Il sera alloué la somme de 260 euros (équivalent selon demande à 390 $) correspondant aux frais de kinésithérapie lorsque Mme [L] [I] se trouvait au Canada pour les besoins de son cursus universitaire.
Les débours de la mutuelle ne sont pas communiqués.
Au total, il revient à Mme [L] [I] la somme de 292 euros.
— Frais divers
Il s’agit ici de prendre en compte tous les frais susceptibles d’être exposés par la victime directe avant la date de consolidation de ses blessures. Ce poste de préjudice est donc par nature temporaire. Il concerne notamment les honoraires que la victime a été contrainte de débourser auprès de médecins pour se faire conseiller et assister à l’occasion de l’expertise médicale la concernant. Il convient également d’inclure, au titre des frais divers, les frais de transport survenus durant la maladie traumatique, dont le coût et le surcoût sont imputables à l’accident.

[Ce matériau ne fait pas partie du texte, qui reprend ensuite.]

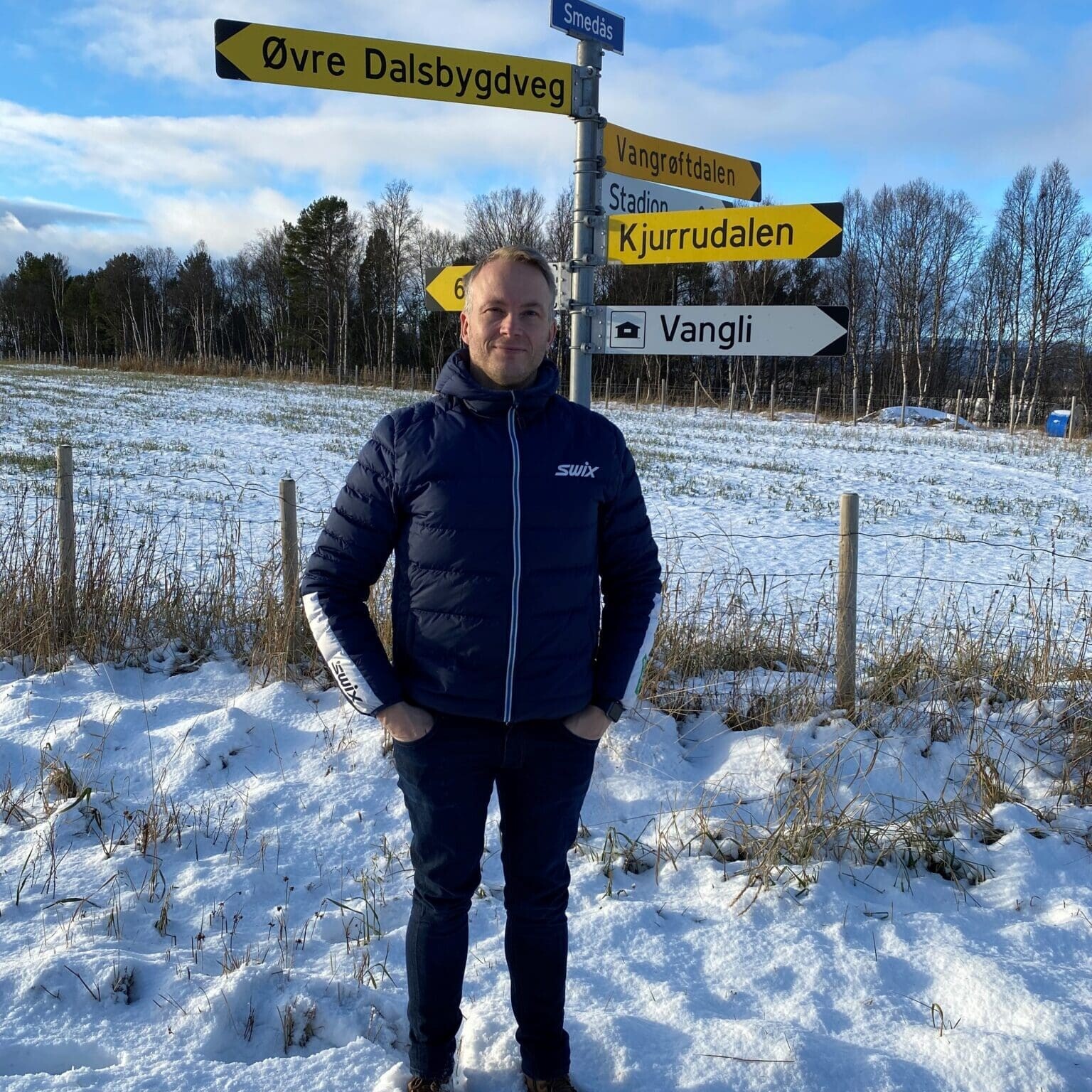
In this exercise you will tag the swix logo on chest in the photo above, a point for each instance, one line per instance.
(572, 470)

a) Frais en lien avec les hospitalisations et l’expertise :
Hôpital de Marseille : 169,61 euros , le forfait hospitalier constituant un préjudice indemnisable,
— Frais de parking Hôpital Roger Salengro CHRU de Lille : rejet, s’agissant d’un préjudice non indemnisable
b) Frais de déplacements : 2.813,17 euros correspondant aux frais de transport par avion exposés dans le cadre des expertises ou de la consultation du professeur [E] outre une évaluation forfaitaire de 380 euros pour le surplus des déplacements en l’absence de pièces justificatives, soit un total de 3.193,17 euros.

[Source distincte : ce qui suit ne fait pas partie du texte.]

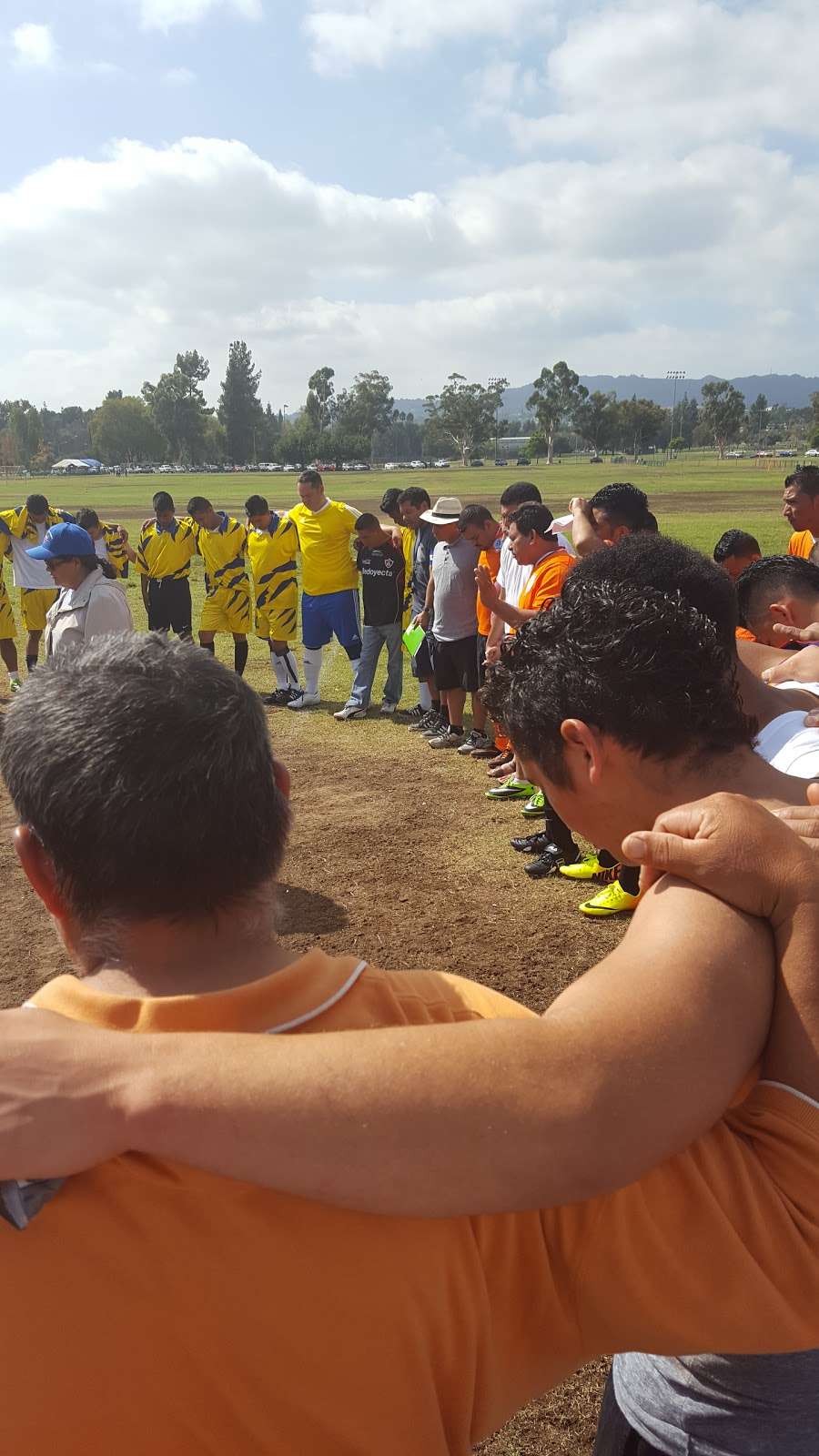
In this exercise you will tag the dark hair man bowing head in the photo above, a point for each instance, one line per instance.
(222, 542)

La CPAM qui ne fait pas valoir sa créance, a exposé des frais de transport à hauteur de 765,02 euros.
b) Frais de médecin conseil dans le cadre des expertises amiable et judiciaire :
— Docteur [Y] (expertise amiable) : 859,88 euros
Docteur [H] (expertise judiciaire) : 1.266 euros
Le poste frais divers avant consolidation vise à indemniser la victime de toutes les dépenses exposées à titre temporaire qui ont été rendues nécessaires par le fait générateur, de sorte que le surplus des demandes lié à la perte du bénéfice de billets d’avion non remboursables pour le Pérou et le Canada le 16/11/2018, les frais de location de vacances, la perte de l’abonnement à la salle de sport et la demande relative à l’exécution forcée de l’ordonnance de référé, sera rejeté.

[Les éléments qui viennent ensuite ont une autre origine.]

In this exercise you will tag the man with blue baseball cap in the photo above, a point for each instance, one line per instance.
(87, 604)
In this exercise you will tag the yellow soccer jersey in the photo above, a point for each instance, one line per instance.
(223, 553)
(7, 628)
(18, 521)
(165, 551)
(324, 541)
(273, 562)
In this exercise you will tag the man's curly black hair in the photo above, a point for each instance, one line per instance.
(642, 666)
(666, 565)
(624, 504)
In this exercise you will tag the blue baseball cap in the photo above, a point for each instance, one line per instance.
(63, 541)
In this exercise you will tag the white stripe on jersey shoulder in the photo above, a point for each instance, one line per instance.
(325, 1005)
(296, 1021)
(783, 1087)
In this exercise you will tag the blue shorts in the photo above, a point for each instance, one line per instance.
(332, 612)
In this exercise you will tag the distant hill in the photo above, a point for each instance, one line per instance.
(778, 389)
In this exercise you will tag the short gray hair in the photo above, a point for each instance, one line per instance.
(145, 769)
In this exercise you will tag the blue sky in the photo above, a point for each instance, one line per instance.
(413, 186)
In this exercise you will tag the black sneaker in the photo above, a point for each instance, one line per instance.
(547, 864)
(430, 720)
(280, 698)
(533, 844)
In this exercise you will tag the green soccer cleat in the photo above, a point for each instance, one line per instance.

Il revient donc à la victime la somme de 5.488,66 euros à ce titre.
— Assistance tierce personne temporaire
Cette aide concerne les actes essentiels de la vie courante, à savoir l’autonomie locomotive, l’alimentation, les besoins naturels. Il s’agit de restaurer la dignité de la victime et de suppléer sa perte d’autonomie. Elle ne saurait être réduite en cas d’assistance bénévole par un proche de la victime.
L’indemnisation s’effectue selon le nombre d’heures d’assistance et le type d’aide nécessaires
L’expert a retenu l’aide d’une tierce personne trois heures par jour pendant les périodes de classe IV (87 jours) et deux heures par jour pendant les périodes de classe III (25 jours) puis deux heures par semaine jusqu’à la date de consolidation (136,5 semaines).
Compte tenu du coût moyen de l’emploi d’une personne non qualifiée à domicile, en dehors du recours à une association prestataire, le coût horaire de 20 euros sera retenu.
Le préjudice de Mme [L] [I] s’élève ainsi à la somme suivante :
3h x 20 x 87 jours = 5220 euros
2h x 20 x 25jours = 1.000 euros
2h x 20 x 136,5 semaines = 5460 euros, soit un total de 11.680 euros.
Perte de gains professionnels actuels
Il s’agit de compenser les répercussions de l’invalidité sur la sphère professionnelle de la victime jusqu’à la consolidation de son état de santé. L’évaluation de ces pertes de gains doit être effectuée in concreto au regard de la preuve d’une perte de revenus établie par la victime jusqu’au jour de sa consolidation.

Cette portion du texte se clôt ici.